Friday, September 16, 2011

/// matar as saudades


Saudade (singular) or saudades (plural) (pronounced [sɐ.uˈdadɨ] or [sawˈdadʒi] in Portuguese, is a Portuguese word that can be translated as "longing, yearning", which describes a deep emotional state of nostalgic longing for something or someone that one loves and which is apart. It often carries a repressed knowledge that the object of longing might never return.


Saudade has been described as a "vague and constant desire for something that does not and probably cannot exist ... a turning towards the past or towards the future". A stronger form of saudade may be felt towards people and things whose whereabouts are unknown, such as a lost lover, or a family member who has gone missing. It may also be translated as a deep longing or yearning for something which does not exist or is unattainable.


Saudade (or saudades) is defined as "a somewhat melancholic feeling of incompleteness. It is related to think back situations of privation due to the absence of someone or something, to move away from a place or thing, or to the absence of a set of particular and desirable experiences and pleasures once lived".


Saudade was once described as "the love that remains" or "the love that stays" after someone is gone. 
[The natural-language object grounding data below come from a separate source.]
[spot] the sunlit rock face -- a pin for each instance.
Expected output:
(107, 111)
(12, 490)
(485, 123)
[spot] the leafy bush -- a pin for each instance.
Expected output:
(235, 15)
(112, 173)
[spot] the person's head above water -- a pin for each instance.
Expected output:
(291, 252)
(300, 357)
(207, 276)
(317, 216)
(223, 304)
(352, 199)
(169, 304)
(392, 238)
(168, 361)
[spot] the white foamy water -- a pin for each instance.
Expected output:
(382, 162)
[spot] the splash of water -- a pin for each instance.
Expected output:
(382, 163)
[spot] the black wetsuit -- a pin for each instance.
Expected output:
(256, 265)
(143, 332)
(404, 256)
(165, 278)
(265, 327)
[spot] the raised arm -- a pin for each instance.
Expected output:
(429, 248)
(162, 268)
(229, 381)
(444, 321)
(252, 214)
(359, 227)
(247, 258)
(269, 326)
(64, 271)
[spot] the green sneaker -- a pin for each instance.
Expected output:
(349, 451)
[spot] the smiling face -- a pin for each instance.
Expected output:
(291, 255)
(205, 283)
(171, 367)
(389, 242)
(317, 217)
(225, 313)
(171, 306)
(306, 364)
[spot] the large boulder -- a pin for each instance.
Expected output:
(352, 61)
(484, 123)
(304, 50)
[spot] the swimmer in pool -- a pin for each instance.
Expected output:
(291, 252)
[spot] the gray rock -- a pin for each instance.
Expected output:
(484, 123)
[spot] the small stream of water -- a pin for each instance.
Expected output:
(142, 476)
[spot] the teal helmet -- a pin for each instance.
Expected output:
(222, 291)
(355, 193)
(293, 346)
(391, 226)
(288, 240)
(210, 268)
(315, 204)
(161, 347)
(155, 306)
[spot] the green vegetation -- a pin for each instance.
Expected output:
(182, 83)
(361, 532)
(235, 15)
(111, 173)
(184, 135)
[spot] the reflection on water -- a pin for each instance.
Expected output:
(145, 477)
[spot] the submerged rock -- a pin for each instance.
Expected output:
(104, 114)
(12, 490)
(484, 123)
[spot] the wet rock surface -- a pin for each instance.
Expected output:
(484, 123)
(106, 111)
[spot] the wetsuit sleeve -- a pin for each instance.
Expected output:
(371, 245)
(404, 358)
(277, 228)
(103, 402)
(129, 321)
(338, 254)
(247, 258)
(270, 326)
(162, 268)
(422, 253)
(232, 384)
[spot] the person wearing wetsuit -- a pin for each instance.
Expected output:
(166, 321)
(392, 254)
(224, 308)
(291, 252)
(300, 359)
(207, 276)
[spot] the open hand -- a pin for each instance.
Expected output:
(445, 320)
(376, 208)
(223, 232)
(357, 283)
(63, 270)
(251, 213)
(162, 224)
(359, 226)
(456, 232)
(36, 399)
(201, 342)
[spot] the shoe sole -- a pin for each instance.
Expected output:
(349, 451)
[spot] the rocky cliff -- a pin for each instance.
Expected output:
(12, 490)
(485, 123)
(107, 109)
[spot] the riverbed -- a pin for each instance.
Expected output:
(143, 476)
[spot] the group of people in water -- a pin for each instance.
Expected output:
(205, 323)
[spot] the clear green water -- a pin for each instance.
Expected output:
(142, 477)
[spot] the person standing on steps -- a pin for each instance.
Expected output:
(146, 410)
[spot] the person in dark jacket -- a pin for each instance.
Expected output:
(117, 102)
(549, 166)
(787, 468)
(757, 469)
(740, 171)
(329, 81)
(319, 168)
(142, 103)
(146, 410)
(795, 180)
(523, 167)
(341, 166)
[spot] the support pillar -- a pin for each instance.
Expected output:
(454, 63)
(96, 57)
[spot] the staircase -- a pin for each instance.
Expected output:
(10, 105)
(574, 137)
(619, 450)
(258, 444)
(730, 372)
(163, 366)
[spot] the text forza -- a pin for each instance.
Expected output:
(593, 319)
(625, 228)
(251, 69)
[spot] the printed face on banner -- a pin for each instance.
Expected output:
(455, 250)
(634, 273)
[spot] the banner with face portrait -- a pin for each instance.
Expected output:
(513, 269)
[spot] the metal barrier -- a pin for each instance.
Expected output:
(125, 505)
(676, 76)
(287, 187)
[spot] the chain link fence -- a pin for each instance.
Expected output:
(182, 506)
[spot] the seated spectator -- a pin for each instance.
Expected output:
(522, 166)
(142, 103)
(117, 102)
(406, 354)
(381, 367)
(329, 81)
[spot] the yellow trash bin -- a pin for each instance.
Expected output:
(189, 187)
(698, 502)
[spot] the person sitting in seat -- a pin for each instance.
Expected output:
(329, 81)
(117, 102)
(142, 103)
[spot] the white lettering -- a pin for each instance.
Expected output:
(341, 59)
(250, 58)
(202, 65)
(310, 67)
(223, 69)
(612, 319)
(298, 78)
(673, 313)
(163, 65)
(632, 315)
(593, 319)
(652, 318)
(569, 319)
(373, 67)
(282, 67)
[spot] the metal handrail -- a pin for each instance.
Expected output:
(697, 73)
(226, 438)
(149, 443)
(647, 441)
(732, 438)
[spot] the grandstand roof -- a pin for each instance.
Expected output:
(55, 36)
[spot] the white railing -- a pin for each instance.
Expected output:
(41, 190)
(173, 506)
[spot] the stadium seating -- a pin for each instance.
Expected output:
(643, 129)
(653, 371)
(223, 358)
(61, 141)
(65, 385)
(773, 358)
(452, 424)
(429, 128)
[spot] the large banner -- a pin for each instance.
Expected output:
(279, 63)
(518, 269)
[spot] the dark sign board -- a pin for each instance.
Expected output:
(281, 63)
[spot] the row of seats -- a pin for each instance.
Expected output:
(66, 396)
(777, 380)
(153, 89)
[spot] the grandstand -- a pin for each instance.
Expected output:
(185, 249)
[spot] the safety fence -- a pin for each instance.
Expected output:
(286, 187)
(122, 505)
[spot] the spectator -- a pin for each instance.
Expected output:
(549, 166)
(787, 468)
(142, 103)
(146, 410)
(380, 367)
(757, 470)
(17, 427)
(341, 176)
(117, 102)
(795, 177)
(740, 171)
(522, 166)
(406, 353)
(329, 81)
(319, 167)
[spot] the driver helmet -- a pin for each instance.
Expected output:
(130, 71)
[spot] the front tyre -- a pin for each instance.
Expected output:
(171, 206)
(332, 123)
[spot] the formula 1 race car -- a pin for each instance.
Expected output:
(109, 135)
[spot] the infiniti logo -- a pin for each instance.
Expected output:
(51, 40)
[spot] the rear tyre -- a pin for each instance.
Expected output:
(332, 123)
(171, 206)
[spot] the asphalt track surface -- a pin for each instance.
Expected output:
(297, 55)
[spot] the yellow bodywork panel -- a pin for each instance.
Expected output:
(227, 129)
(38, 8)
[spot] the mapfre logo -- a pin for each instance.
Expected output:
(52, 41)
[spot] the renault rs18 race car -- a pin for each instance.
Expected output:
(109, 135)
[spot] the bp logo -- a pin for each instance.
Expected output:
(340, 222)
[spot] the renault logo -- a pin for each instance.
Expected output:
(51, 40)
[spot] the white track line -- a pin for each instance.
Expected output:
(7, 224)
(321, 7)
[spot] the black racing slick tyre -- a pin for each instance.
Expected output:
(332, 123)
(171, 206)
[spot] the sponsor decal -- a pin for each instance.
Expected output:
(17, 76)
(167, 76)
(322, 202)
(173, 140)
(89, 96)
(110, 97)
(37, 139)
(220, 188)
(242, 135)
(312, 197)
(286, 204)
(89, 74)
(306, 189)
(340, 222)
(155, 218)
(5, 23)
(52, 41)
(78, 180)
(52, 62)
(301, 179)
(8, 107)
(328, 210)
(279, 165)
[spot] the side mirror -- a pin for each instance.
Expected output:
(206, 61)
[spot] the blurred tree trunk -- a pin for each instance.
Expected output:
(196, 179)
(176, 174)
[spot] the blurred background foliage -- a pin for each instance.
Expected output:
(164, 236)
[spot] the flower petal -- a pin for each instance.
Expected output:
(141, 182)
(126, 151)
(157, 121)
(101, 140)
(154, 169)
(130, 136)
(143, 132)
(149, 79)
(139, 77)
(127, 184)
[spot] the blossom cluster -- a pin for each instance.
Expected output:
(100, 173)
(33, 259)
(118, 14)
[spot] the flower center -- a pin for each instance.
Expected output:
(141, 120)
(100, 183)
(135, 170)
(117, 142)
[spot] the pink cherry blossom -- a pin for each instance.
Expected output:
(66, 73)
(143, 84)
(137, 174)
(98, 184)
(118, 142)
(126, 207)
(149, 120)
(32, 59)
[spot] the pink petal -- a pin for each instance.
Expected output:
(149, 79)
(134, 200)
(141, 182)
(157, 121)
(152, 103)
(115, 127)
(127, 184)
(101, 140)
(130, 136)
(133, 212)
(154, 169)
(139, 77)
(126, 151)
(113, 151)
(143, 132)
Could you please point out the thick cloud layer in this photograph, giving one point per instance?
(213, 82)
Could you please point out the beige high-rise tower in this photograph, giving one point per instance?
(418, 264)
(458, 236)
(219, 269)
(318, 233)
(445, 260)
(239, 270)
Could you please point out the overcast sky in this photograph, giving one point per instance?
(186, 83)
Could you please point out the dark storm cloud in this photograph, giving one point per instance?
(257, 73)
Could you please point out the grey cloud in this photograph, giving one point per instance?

The state of mind has subsequently become a "Portuguese way of life": a constant feeling of absence, the sadness of something that's missing, wishful longing for completeness or wholeness and the yearning for the return of that now gone, a desire for presence as opposed to absence—as it is said in Portuguese, a strong desire to "matar as saudades" (lit. to kill the saudades).


In Dutch: Weemoed

1 comment:

Anonymous said...

there is a love & rockets song called saudade! maybe that's why the song really sounded what it meant.